CSIS suggests engagement could begin through joint cooperation to search for several hundred US pilots shot down during World War II over northern Myanmar. The influential Washington think tank also suggested that Myanmar could be invited as an observer at the annual US-led Cobra Gold multilateral exercises, the largest in Asia, held every year in neighboring Thailand, as well as the US Navy’s Pacific Partnership program or the Air Force’s Pacific Angels operations, annual assistance exercises aimed at building ties with host countries.
“The United States could also send a military attache to Myanmar with the task of regularly engaging the country’s military, mapping opportunities to target training efforts to key leaders, and in general figuring out who is who,” wrote CSIS’s Hiebert. “Among other things, the officer could put together an alumni group of Myanmar officers who have studied in the United States. That group would include some interesting and influential leaders such as the minister of social welfare, the agriculture minister, and the chairman of the investment board.”
According to a former US Marine Corps Infantry Captain with bilateral training and advisory experience in Thailand, Iraq and Afghanistan who spoke to ATol on the condition of anonymity, the US would need to launch a comprehensive engagement program to have a meaningful impact. Anything less, he argues, would struggle to overcome entrenched inertia among the leadership and the myriad of political and cultural factors associated with the abusive status quo.

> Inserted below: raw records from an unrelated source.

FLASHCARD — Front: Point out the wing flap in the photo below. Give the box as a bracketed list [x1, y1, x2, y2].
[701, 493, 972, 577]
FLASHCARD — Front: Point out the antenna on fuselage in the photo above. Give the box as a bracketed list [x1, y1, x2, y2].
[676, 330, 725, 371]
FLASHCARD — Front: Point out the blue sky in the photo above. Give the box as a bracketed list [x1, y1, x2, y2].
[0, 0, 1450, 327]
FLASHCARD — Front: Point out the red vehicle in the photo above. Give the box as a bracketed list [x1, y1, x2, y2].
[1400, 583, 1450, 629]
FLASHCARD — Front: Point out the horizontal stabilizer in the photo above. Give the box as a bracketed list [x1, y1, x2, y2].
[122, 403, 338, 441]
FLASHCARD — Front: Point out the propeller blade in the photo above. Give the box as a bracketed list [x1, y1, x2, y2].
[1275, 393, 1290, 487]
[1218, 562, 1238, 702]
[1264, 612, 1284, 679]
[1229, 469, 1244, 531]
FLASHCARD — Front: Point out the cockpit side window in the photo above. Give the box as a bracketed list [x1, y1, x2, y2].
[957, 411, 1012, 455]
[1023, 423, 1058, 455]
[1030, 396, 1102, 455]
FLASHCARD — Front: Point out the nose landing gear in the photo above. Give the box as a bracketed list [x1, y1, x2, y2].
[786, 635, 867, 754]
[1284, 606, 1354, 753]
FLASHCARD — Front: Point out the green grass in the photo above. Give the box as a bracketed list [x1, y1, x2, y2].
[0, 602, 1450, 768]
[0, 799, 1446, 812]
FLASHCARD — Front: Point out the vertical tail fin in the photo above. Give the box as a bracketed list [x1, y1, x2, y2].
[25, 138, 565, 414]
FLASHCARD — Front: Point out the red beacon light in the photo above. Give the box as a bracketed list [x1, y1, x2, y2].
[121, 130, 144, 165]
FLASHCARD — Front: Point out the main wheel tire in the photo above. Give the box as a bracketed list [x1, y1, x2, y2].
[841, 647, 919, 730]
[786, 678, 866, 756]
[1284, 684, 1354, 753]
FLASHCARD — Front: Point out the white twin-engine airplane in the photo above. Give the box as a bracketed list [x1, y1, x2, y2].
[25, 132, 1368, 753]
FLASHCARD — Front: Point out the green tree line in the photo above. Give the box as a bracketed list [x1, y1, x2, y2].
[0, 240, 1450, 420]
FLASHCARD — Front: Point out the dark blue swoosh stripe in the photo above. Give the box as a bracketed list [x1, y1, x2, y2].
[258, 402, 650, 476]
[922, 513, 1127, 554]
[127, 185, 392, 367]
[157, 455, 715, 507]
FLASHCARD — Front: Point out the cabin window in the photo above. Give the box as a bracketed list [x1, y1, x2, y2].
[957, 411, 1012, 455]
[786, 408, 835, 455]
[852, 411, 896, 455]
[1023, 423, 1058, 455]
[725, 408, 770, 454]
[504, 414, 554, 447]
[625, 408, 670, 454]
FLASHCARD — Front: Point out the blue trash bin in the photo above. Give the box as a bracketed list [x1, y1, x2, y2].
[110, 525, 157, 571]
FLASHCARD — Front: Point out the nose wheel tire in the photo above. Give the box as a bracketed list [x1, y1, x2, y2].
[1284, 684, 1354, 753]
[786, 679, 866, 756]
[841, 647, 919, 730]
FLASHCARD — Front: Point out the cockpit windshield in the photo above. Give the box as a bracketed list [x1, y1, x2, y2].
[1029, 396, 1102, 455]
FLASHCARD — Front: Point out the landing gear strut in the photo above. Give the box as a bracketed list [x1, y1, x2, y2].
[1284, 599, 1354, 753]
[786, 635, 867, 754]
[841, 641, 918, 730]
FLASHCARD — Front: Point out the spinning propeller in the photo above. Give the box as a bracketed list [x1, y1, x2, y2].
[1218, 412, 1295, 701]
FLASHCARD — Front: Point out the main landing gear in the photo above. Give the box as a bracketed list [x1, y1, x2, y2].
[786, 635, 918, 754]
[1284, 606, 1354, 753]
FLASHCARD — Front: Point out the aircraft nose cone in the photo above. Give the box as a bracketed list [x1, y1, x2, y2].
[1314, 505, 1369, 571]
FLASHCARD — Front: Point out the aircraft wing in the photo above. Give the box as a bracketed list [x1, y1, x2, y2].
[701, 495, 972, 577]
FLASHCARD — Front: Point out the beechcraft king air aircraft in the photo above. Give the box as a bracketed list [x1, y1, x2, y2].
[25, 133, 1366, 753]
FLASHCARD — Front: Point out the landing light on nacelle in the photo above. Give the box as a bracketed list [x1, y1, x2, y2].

“[Military cooperation] would only play a small part in a much larger picture and so relationships like this must be sustained over years,” said the US military trainer. “Much of the [military's mentality] has to do with the upper leadership, who often are not engaged in the day-to-day exercises. Their attitudes will be trickier to change.”

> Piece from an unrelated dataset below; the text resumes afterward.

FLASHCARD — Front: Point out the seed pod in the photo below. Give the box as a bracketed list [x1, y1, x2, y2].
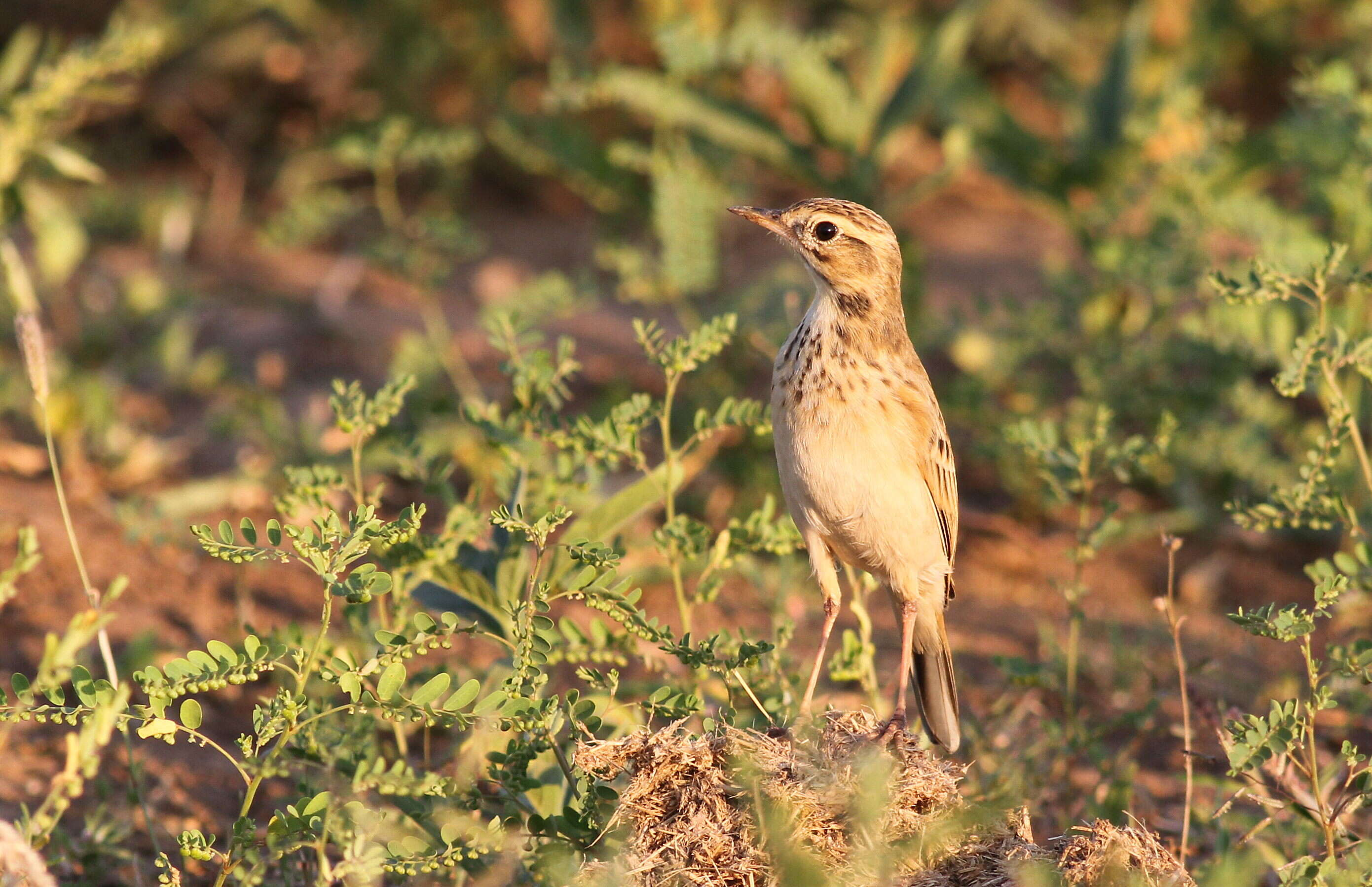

He suggests that while joint training can slowly foster modern military concepts, including the notion that a soldier should serve the nation and its people, systemic change would involve decades of persistent engagement and would ultimately be more reliant on initiatives in sectors outside of the military.
So how likely is the initiation of a US-Myanmar military-to-military exchange program? As outlined by Panetta, the US’s new defense strategy focuses on developing stronger ties with Asia Pacific militaries in order to establish new shared “rules” and “modernize and strengthen alliances in the region”.
While the US is being forced by economic reasons to cut military spending, military planners have also learned from the recent campaigns in Iraq and Afghanistan that modern day global security threats cannot be tackled through only conventional warfare means.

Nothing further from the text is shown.